Calgary officials have been discussing long-term priorities for the Rivers District, a proposed culture and entertainment area that could factor into the future of Victoria Park. One of the projects that the city intends to explore for that district is a new arena, which would serve as an anchor for surrounding amenities while giving the Flames a replacement for the aging Scotiabank Saddledome.
On Monday, the Calgary City Council voted to approve a “work plan” for the previously formed event centre assessment committee. That effectively allows the committee to begin putting together a framework for a new Flames arena, and eventually present those proposed terms to the team. More from the Calgary Herald:
Council members voted to approve a “work plan” for council’s event centre assessment committee at a strategic council meeting late Monday night. The vote came following more than eight hours of debate on council’s capital spending priorities, including a new $600-million arena, a doubling in size of the BMO Centre, an expansion of Arts Commons and a new field house.

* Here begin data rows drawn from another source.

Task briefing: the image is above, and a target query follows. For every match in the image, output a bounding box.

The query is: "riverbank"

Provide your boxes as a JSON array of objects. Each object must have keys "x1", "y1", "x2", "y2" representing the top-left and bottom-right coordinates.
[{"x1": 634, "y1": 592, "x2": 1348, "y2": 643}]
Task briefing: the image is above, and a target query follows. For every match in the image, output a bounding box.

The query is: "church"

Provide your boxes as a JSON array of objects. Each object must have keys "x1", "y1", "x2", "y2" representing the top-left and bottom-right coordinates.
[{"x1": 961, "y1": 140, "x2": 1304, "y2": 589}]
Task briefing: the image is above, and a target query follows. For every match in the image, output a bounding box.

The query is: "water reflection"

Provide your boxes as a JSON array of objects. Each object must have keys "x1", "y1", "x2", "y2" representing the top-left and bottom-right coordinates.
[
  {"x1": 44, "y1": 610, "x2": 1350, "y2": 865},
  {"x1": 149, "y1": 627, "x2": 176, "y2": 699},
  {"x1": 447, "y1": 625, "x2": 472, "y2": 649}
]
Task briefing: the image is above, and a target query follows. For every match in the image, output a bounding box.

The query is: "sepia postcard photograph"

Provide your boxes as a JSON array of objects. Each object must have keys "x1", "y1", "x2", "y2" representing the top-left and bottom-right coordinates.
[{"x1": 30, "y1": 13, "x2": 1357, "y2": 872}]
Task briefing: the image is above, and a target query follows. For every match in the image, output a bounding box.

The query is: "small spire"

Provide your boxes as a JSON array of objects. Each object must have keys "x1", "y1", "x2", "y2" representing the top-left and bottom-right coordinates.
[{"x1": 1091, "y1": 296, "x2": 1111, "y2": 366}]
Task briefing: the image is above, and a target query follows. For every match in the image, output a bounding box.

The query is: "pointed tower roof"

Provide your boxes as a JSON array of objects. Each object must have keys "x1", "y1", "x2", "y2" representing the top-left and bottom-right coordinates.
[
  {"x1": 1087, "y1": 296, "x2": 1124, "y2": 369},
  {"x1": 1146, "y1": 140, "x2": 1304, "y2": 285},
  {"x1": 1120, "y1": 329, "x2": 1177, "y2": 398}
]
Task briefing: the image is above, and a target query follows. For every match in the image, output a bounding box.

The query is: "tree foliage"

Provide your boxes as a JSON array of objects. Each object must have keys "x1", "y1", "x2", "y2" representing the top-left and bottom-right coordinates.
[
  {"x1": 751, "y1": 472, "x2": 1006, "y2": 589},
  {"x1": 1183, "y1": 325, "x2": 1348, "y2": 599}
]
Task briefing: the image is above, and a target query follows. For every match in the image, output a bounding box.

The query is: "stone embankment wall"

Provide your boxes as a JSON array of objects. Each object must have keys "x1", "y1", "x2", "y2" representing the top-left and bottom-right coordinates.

Committee chair Jeff Davison suggested Monday’s vote put the arena project in “first position” — alongside the BMO Centre expansion — as the two capital projects that should top council’s queue when it comes to funding.
“By approving the work plan last night, council was giving priority to the events centre because obviously BMO is already moving forward,” Davison said Tuesday. “So this would then put the events centre into that next position.
“We will now go to the next stage of developing a terms sheet to present to the Calgary Flames.”
Previous discussions about a new arena broke down in the fall of 2017, hitting a stalemate because the Flames and city could not resolve considerable differences over the economics of the proposal. However, Calgary officials have been making overtures since last year about reengaging the Flames in discussions, with the current concept centering around a new arena–recently estimated to cost upwards of $600 million–anchoring surrounding development in Victoria Park. As noted, the new arena would replace the Saddledome, which opened in 1983 and is currently the second-oldest facility among full-time NHL arenas.